Sometime in the middle of the night, on a Tuesday, a banging outside woke him. He sat upright in bed and scowled. "Damn kids." They were probably at the gate again, trying to get into his junkyard. He scooted to the edge of the mattress and stood up, stiffly. He rooted around for socks and shoes and eventually gave up; slippers would do.

Striped robe in place, flashlight in his hand, he made his way out to the yard and stopped dead. Part of the fence was missing. Not just a small part. More like someone had driven a tank through it.

Or stepped on it.

The corner of his mouth twitched up, and his heart thumped in his chest. He clicked on the flashlight and followed the wide swath of churned-up dirt and grass straight out into the woods.

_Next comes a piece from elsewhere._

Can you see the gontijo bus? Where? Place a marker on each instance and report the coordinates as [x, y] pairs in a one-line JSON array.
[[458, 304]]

Only silence greeted him there, except for an occasional owl hooting in the distance. He scratched his sparse hair and sighed. Maybe it was just a prank.

From behind the treeline a shadow rose, up and up and up until it obscured the moon. Hogarth's jaw dropped.

"Hogarth?" the giant said, and if a robot could sound disbelieving, the giant definitely did. Hogarth couldn't blame him. He was really, truly decrepit now, so he supposed he didn't look much like what the robot remembered, assuming its robot-brains hadn't been scrambled when it got blown up.

The giant crouched down close to the ground again and scooped Hogarth up, very carefully, raising him until he was at eye level.

"About time," Hogarth said, grinning through his tears.

"Hogarth!" the giant said, affection and satisfaction clear in his gravelly voice.

Hogarth considered asking him: Where've you been? What took you so long? Did your parts take forever to find you, or did you have better things to do? But none of that mattered now, and the giant had never been good at conversation, as Hogarth recalled.

He patted the robot's jaw and asked, "So where're we going?"

"Home," the giant said. "Adventure."

Hogarth clicked off the light. Then, they soared.